Objective To assess the diagnostic performance of CT fractional flow reserve (CT-FFR) and to assess whether its use in addition to CT coronary angiography (CTCA) changed the investigation and management of patients with suspected coronary artery disease (CAD). Method A retrospective case note review was carried out for 200 consecutive patients at Russells Hall Hospital, Dudley, United Kingdom, who had CTCA sent for Heartflow CT-FFR analysis (HeartFlow, Redwood City, CA) between January 2018 and December 2019. Results Patients with CT-FFR > 0.8 were significantly less likely to require further investigation with coronary angiography (p: < 0.00001) than those with CT-FFR < 0.8. The use of CT-FFR significantly reduced need for further functional imaging (6% vs 26%) (p: 0.00012). A total of 15 patients in this study had both a CT-FFR and an invasive FFR measured, with seven (46.66%) of the CT-FFRs correlating with the invasive FFR. Approximately 54% of patients who had a CT-FFR < 0.8 were found to have an invasive FFR of >0.8. Of the 56 patients who underwent coronary angiography, the CT Coronary Artery Disease-Reporting and Data System (CAD-RADS) and angiography CAD-RADS were the same in 66% of the cases with 82% of CT CAD-RADS results being within ±1 of the angiography CAD-RADS. Conclusion The use of CT-FFR alongside CTCA led to a significant reduction in need for coronary angiography and functional testing.

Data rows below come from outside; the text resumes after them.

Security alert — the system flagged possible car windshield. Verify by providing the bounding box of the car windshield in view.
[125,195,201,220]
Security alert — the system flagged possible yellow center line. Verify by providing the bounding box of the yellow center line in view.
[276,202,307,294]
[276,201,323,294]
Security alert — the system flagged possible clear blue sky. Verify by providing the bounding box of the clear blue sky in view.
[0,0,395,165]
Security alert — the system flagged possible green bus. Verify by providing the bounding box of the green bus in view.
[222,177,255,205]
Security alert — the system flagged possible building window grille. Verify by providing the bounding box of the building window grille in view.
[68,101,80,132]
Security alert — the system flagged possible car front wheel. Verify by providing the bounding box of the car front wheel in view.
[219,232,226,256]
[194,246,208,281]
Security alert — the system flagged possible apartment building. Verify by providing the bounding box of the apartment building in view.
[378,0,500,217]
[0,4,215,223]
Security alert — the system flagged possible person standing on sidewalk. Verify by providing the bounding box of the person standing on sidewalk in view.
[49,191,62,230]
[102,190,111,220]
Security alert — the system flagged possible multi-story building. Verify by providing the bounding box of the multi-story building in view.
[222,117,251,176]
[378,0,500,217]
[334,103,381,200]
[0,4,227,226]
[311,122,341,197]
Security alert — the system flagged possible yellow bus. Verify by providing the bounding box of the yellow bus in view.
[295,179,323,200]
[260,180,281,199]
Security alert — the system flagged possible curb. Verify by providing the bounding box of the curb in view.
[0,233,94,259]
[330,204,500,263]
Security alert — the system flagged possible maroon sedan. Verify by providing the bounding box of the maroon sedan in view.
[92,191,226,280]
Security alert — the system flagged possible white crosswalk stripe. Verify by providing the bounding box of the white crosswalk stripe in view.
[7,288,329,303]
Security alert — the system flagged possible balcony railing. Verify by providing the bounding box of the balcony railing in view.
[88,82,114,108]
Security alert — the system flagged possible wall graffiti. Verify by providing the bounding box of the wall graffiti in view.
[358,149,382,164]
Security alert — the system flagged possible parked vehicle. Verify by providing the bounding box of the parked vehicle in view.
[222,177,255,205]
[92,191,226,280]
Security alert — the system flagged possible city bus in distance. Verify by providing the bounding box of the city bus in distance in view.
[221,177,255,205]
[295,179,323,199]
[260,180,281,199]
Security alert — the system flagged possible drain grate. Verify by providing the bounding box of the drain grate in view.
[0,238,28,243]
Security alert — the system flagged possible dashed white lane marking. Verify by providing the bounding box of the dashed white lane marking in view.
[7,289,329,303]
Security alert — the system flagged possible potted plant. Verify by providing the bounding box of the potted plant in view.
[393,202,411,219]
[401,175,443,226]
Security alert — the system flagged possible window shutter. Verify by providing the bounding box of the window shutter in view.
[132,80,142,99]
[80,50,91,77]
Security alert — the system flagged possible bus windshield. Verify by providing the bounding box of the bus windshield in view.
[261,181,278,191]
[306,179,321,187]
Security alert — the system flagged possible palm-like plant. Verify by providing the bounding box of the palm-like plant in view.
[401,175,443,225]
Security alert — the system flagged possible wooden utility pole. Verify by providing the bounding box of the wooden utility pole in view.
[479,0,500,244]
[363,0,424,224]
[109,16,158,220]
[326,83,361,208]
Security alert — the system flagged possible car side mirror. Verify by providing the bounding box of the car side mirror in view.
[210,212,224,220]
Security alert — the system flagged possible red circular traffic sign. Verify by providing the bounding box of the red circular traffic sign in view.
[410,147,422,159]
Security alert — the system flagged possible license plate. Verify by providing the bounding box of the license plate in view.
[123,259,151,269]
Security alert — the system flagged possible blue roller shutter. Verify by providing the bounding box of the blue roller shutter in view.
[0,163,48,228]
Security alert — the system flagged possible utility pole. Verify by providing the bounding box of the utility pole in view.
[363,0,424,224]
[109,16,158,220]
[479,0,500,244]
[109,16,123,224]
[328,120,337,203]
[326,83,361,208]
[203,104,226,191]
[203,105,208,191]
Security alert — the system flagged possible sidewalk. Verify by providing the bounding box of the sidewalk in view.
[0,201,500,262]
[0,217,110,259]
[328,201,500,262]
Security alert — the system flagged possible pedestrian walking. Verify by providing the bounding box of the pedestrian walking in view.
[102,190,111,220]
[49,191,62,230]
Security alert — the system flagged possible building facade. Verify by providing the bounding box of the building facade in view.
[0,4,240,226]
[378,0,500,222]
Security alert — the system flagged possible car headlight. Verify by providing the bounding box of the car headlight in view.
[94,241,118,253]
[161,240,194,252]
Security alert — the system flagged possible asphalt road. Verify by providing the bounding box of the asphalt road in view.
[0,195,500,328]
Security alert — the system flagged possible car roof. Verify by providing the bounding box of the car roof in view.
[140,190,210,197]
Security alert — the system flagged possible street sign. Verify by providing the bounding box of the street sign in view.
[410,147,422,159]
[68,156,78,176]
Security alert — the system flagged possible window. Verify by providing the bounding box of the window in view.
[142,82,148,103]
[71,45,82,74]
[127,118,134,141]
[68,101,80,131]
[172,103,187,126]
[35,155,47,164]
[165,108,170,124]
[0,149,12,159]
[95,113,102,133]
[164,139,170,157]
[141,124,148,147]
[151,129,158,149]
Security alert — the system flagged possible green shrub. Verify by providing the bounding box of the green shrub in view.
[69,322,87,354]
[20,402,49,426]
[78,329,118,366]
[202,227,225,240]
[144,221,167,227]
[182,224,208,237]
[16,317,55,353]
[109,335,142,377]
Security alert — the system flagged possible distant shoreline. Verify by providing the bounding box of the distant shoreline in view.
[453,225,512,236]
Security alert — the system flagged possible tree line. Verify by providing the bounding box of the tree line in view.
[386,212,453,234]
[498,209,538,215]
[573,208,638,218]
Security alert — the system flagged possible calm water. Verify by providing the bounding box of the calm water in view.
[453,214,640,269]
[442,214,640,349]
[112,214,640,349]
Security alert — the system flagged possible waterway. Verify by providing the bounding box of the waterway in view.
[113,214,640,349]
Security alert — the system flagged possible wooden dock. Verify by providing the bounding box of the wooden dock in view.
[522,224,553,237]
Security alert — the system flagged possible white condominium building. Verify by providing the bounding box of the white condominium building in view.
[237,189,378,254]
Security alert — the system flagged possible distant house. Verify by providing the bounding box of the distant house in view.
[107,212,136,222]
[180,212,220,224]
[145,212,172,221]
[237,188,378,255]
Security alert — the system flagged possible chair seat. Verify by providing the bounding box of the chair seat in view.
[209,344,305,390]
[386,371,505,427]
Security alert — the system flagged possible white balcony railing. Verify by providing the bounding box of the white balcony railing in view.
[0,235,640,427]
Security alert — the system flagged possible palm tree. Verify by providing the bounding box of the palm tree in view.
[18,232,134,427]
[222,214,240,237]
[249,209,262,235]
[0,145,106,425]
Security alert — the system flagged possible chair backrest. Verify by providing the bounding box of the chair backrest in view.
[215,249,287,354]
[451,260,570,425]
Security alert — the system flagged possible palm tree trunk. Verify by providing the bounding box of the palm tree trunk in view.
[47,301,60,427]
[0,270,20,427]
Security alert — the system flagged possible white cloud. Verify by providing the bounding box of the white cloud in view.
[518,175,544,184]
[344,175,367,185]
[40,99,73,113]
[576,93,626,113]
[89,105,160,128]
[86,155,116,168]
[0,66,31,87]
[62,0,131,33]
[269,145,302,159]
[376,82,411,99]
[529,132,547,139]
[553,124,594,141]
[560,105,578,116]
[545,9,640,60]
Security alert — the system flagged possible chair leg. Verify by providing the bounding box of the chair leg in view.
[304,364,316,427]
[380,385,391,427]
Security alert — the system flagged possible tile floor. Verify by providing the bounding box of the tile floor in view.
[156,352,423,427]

Further studies are required to look at the diagnostic accuracy of CT-FFR in direct comparison with invasive FFR.

摘要

目的 评估CT血流储备分数(CT-FFR)的诊断性能,并评估在CT冠状动脉造影(CTCA)基础上使用CT-FFR是否会改变疑似冠心病(CAD)患者的检查和治疗。方法 对英国达德利拉塞尔霍尔医院2018年1月至2019年12月期间连续200例接受CTCA并送检进行Heartflow CT-FFR分析(HeartFlow,加利福尼亚州红木城)的患者进行回顾性病例记录审查。结果 CT-FFR>0.8的患者比CT-FFR<0.8的患者需要进一步进行冠状动脉造影检查的可能性显著降低(p:<0.00001)。CT-FFR的使用显著减少了进一步功能成像的需求(6%对26%)(p:0.00012)。本研究共有15例患者同时测量了CT-FFR和有创FFR,其中7例(46.66%)的CT-FFR与有创FFR相关。CT-FFR<0.8的患者中约54%被发现有创FFR>0.8。在接受冠状动脉造影的56例患者中,66%的病例中CT冠状动脉疾病报告和数据系统(CAD-RADS)与血管造影CAD-RADS相同,82%的CT CAD-RADS结果在血管造影CAD-RADS的±1范围内。结论 CTCA联合使用CT-FFR可显著减少冠状动脉造影和功能测试的需求。需要进一步研究以直接比较CT-FFR与有创FFR的诊断准确性。